When the first Russian Revolution took place and Kerensky rose to power, Ms. Pankhurst – like many others – journeyed to Russia, in the vain effort to prevent that vast country with its starving multitudes from retiring from the War. Her circuit was like that of Hervé, the French "anti-patriot," as for many years he had called himself, and of whom she had been an ardent admirer in her youth. Christabel received the commendation of many war enthusiasts.
After some British women were granted the right to vote at the end of World War I, Christabel stood in the 1918 general election as a Women's Party candidate, in alliance with the Lloyd George/Conservative Coalition in the Smethwick constituency. She was narrowly defeated, losing by only 775 votes to the Labour Party candidate John Davison.
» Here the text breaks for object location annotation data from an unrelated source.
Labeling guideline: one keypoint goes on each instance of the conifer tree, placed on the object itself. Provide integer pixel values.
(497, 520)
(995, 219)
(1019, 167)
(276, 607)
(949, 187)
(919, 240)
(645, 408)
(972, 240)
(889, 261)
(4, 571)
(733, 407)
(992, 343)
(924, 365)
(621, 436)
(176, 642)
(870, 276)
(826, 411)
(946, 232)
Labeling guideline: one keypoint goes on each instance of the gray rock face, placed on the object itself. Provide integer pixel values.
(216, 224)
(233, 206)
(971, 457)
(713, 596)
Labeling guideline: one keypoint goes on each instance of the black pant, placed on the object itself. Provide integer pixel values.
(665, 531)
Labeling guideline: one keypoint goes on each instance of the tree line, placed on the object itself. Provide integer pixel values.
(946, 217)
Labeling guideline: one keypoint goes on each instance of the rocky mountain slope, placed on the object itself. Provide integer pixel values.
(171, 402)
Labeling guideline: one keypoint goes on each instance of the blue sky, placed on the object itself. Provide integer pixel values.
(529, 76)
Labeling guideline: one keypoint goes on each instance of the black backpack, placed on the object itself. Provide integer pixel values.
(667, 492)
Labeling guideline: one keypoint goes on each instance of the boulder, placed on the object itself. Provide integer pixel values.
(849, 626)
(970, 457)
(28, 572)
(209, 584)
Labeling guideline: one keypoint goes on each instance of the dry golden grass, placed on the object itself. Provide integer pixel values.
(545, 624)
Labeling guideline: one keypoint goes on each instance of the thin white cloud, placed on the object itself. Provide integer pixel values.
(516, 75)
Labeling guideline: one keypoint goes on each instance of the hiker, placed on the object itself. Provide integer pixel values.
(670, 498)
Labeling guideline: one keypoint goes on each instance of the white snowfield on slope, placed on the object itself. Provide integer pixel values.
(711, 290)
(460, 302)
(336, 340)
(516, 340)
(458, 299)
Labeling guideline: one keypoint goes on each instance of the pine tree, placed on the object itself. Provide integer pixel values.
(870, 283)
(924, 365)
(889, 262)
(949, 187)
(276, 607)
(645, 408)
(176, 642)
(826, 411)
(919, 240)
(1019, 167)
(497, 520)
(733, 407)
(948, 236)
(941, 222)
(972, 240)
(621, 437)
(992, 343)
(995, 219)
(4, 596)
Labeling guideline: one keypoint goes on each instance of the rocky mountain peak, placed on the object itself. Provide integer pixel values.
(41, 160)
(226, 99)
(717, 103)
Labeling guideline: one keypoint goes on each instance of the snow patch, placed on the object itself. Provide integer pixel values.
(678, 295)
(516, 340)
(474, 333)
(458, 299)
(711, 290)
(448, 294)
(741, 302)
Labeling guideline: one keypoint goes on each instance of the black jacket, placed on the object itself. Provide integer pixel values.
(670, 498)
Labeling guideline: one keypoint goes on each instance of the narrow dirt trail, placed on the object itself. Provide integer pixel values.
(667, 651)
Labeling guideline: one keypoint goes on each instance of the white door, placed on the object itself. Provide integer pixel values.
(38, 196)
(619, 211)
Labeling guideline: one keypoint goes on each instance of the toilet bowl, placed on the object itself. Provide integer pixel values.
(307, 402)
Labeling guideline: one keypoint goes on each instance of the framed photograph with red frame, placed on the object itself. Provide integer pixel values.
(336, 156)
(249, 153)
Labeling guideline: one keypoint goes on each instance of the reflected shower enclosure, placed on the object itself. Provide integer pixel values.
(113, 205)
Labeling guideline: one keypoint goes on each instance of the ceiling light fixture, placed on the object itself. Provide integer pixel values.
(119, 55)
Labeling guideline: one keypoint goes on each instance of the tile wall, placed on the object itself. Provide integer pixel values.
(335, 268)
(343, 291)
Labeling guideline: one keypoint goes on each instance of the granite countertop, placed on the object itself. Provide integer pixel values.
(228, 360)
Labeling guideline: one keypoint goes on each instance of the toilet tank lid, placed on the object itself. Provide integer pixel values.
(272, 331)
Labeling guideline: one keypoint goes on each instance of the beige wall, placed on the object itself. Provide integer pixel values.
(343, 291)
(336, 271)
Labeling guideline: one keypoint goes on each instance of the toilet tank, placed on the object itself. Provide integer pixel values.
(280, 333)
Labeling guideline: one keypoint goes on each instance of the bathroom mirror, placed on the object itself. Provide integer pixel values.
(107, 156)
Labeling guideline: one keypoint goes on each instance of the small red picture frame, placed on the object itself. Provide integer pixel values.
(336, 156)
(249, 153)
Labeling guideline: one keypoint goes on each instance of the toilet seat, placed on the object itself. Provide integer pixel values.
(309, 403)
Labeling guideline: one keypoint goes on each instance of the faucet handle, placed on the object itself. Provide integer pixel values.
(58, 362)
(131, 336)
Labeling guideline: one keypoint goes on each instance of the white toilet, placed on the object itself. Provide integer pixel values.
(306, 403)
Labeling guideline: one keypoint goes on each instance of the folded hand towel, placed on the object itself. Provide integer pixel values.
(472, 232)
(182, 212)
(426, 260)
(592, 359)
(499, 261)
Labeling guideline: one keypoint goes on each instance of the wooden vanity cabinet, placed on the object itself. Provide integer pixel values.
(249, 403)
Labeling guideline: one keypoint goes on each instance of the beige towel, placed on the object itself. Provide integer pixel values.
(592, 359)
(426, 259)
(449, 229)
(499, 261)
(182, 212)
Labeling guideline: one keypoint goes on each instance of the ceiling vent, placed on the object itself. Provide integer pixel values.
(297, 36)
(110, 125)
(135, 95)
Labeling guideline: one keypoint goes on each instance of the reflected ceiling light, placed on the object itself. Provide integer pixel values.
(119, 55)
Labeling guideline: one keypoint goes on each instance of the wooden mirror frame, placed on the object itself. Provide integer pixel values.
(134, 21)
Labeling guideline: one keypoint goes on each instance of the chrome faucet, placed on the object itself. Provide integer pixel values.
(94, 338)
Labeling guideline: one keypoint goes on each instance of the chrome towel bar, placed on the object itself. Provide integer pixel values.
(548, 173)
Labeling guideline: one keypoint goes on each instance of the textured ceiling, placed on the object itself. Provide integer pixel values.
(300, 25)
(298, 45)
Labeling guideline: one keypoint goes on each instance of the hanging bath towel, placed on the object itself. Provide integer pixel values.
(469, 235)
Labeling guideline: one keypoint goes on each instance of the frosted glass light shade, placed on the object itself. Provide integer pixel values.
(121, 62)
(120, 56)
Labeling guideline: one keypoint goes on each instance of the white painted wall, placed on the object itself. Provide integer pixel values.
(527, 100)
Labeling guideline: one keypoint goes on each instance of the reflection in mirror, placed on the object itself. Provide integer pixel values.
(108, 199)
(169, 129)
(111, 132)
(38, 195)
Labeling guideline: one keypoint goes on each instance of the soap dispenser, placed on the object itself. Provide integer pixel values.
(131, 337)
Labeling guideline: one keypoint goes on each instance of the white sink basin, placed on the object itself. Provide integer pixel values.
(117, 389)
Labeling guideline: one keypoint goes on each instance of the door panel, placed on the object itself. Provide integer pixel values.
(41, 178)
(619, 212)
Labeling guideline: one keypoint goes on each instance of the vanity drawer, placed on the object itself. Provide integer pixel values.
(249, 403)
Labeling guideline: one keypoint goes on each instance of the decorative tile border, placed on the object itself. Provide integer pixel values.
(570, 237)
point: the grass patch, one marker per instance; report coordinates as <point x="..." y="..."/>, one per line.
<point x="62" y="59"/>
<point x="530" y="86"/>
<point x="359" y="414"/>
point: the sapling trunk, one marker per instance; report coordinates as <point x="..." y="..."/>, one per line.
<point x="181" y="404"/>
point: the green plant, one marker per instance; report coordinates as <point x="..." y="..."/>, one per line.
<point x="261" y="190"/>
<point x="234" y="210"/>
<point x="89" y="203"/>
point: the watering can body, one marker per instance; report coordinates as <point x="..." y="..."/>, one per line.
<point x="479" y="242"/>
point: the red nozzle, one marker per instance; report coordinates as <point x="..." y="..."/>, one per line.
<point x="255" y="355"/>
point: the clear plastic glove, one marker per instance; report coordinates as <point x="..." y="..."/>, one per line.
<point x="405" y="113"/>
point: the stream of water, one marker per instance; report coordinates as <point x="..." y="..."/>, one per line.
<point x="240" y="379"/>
Leaving her native England in 1921, she moved to the United States where she eventually became an evangelist with Plymouth Brethren links and became a prominent member of Second Adventist movement. Marshall, Morgan and Scott published her works on subjects related to her prophetic outlook, which took its character from John Nelson Darby's perspectives. Christabel lectured and wrote books on the Second Coming. Christabel returned to Britain in the 1930s. She was appointed a Dame Commander of the British Empire in 1936. At the start of the Second World War she again left for the USA where she lived until her death in Los Angeles, California in 1958 at the age of 77, and was buried in the Woodlawn Memorial Cemetery in Santa Monica, California.